Question #68d98

3 Answers
Sep 12, 2017

The answer is 2ln(e^{x}+1)-x+C

Explanation:

Start by letting u=e^x+1 so that du=e^{x}dx and e^x-1=u-2. Then dx=1/e^(x) du=1/(u-2)du and the integral becomes

\int (e^x-1)/(e^x+1)dx=\int (u-2)/(u(u-1))du.

Next, use the Method of Partial Fractions to write (u-2)/(u(u-1)) as 2/u-1/(u-1), which can be easily integrated to get 2ln|u|-ln|u-1|+C.

Now substitute u=e^x+1, which is never negative, and use the fact that ln(e^x)=x to get

\int (e^x-1)/(e^x+1)dx=2ln(e^{x}+1)-x+C.

This can be checked by differentiation:

d/dx(2ln(e^x+1)-x+C)=2/(e^x+1)*e^x-1=(2e^x-(e^x+1))/(e^x+1)=(e^x-1)/(e^x+1)

Sep 12, 2017

int(e^x-1)/(e^x+1)dx=2ln(e^x+1) -x+ C

Explanation:

Given: int(e^x-1)/(e^x+1)dx

Insert zero into the numerator:

int(e^x+ 0-1)/(e^x+1)dx

In place of the 0 we write e^x-e^x:

int(e^x + e^x-e^x-1)/(e^x+1)dx

Now we do some clever grouping:

int((e^x + e^x)-(e^x+1))/(e^x+1)dx

We combine the first group:

int(2e^x-(e^x+1))/(e^x+1)dx

Separate into two fractions:

int(2e^x)/(e^x+1)-(e^x+1)/(e^x+1)dx

Please notice that the second fraction becomes 1:

int(2e^x)/(e^x+1)-1dx

Separate into two integrals:

2inte^x/(e^x+1)dx -intdx

For the first integral we let u = e^x+1, then du = e^xdx:

2int1/udu -intdx

We know these integrals very well:

2ln|u| -x+ C

Reverse the substitution:

2ln(e^x+1) -x+ C

Sep 12, 2017

x+2ln(1+e^-x)+C

Explanation:

We can also do this integral as follows:

int(e^x-1)/(e^x+1)dx=(e^x+1-2)/(e^x+1)dx

Splitting up the fraction as (e^x+1)/(e^x+1)-2/(e^x+1), this becomes:

=int(1-2/(e^x+1))dx

We can integrate the first term easily:

=x-2int1/(e^x+1)dx

Now, multiply the integrand by e^-x/e^-x.
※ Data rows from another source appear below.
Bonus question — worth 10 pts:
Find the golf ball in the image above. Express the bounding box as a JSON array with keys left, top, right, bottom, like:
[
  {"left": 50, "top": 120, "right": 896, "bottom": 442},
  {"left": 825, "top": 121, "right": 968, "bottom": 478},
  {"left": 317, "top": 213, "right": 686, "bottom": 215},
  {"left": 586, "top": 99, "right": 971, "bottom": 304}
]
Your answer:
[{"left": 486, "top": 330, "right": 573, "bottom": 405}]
This seems ridiculous, but you'll see why it works in a second:

=x-2int(e^-x)/(1+e^-x)dx

Let u=1+e^-x, implying that du=-e^-xdx. Then:

=x+2int1/udu

=x+2lnabsu+C

=x+2lnabs(1+e^-x)+C

As e^-x>0 for all Real values of x, the absolute value bars aren't needed.

x+2ln(1+e^-x)+C

Which can be shown to be equivalent to the other provided answers.